It was only a matter of time, I suppose: The D.C. Council is considering legislation that would allow the Department of Parks and Recreation to solicit sponsorships from companies to help supplement their operating budgets. Which means that you could have Nike, Powerbar, or Gatorade advertisements plastering your skating rinks, recreation centers, and swimming pools in the not-too-distant future.
The bill, introduced a couple weeks ago now by Ward 4 Councilmember Muriel Bowser, is aimed towards ads “promoting healthy lifestyles” and would specifically prohibit tobacco, alcohol, and political campaign advertisements. It’s part of a larger drive to raise more money for parks facilities; the bill also makes money generated by community benefits agreements attached to planned unit developments available exclusively to DPR, and Bowser introduced another bill today that would make it easier for Friends groups to hold fundraisers on DPR property.

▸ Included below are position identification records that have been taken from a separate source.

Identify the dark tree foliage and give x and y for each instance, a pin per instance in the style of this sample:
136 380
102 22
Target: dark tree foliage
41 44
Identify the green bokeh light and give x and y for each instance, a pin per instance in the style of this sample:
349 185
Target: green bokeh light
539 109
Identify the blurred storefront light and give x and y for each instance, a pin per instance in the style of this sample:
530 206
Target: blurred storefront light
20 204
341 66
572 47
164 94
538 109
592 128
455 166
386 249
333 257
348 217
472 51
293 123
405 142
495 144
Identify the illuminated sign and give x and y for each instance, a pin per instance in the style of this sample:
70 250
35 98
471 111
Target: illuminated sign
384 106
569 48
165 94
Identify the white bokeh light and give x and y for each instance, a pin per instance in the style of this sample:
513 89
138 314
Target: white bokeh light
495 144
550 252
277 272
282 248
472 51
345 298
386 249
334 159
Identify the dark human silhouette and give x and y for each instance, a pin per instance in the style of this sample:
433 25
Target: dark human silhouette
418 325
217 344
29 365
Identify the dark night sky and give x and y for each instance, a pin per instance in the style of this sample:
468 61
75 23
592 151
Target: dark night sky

D.C. would be by no means unique in moving towards raising revenues by renting out its public spaces: The practice became more prevalent as the recession took its toll on city budgets around the country. Bowser’s staff doesn’t know at this point doesn’t know how much the new law might generate, but benches have been known to go for $10,000 apiece, and tennis courts for $200,000. Chicago’s Millennium Park is perhaps the prototypical example; it’s collected $220 million from the private sector since opening in 2004.
District land might be particularly attractive because much of the public land in D.C. belongs to the National Park Service, which doesn’t allow visible advertising (though it does accept corporate sponsorships).